To the extent that this is the real Cuban dilemma, it is worth remembering that the “Chinese way” option was only possible after the “Tiananmen massacre”. For the brutal repression against the mass uprising rebelling against the consequences of the restoration and for more democratic freedoms, whose vanguard was the youth, the dictatorship was then indispensable for keeping the working class and the millions of immigrants under control, as well as the different fractions of the bureaucracy. At the same time, that control and super-exploitation of the working class maintained the imperialist investments.

But independently of the hypotheses, which depend on the development of the class struggle, what exists today is the control of the army leadership over the capitalist restoration. It is this dictatorship which forces the proletariat to sell its labor power in the hotels of the Spanish multinational Meliá, without the right to a minimum wage. That is a fact.
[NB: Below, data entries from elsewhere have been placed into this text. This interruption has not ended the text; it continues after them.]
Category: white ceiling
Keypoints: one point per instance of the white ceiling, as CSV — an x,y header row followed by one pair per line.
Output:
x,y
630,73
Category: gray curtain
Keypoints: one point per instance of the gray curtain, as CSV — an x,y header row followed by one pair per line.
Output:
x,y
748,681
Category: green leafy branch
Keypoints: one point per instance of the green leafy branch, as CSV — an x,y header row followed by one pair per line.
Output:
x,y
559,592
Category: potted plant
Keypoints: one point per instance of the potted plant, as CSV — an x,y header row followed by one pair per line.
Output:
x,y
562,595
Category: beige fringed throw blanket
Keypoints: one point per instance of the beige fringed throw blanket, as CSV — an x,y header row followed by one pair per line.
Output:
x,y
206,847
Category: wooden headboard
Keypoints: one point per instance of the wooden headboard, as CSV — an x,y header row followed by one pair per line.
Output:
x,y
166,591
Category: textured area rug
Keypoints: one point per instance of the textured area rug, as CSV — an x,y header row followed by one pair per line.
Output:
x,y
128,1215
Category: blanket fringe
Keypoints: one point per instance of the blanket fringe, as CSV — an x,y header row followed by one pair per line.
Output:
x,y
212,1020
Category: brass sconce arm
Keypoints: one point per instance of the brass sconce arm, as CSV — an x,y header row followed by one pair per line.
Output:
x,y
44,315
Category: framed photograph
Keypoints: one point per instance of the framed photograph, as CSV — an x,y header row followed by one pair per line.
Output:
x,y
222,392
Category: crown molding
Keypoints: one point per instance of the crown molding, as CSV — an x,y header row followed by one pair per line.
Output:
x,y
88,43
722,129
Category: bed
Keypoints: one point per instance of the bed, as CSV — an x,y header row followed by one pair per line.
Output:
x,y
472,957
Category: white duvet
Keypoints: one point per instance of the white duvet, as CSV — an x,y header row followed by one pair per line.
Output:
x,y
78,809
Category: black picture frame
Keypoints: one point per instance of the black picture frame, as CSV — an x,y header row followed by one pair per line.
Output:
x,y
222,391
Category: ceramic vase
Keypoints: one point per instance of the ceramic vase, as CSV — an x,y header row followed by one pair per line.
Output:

Last but not least, a ten-point list of urgent and necessary demands to guarantee the conditions of existence of the Cuban proletariat may be part of a program, but in themselves such demands are not the program.

Every proletarian knows very well the conditions in which they work, eat and live; Marxism does not need to explain this to them. A program must explain and reveal the enemies that the proletariat will face, so that it can change its way of life. Without that, it will fight in a disoriented manner and fall into the clutches of the Cuban-American bourgeoisie by denying its present reality and not offering it any alternative. For that reason, we support and encourage participation in 15N. If the regime prohibits the demonstration, as is to be expected from a dictatorship, the question of whether to follow through with the plan or not will be determined by the balance of forces.

[1] Frank García Hernández. The unofficial Cuban left before November 20: options and dilemmas. Available at:

[2] And if that were not enough: … in the private sector the employer and the workers hired by him are integrated in equal conditions as members of the same union. Fernando Luis Rojas López. “Critical route of current Cuban trade unionism: towards a new CTC. In: Cuba: the revolutionary legacy and the dilemmas of the left and progressive forces in Latin America. CLACSO, 2018.

[3] Grupo de Administración Empresarial S. A. (GAESA). Since Raúl assumed power, GAESA absorbed almost the totality of companies and financial managements and became the largest business oligopoly on the island: CIMEX alone comprises 73 subsidiary companies and 21 associated companies; of these, 61 are based outside the island, mostly in import/export, tourism and real estate activities.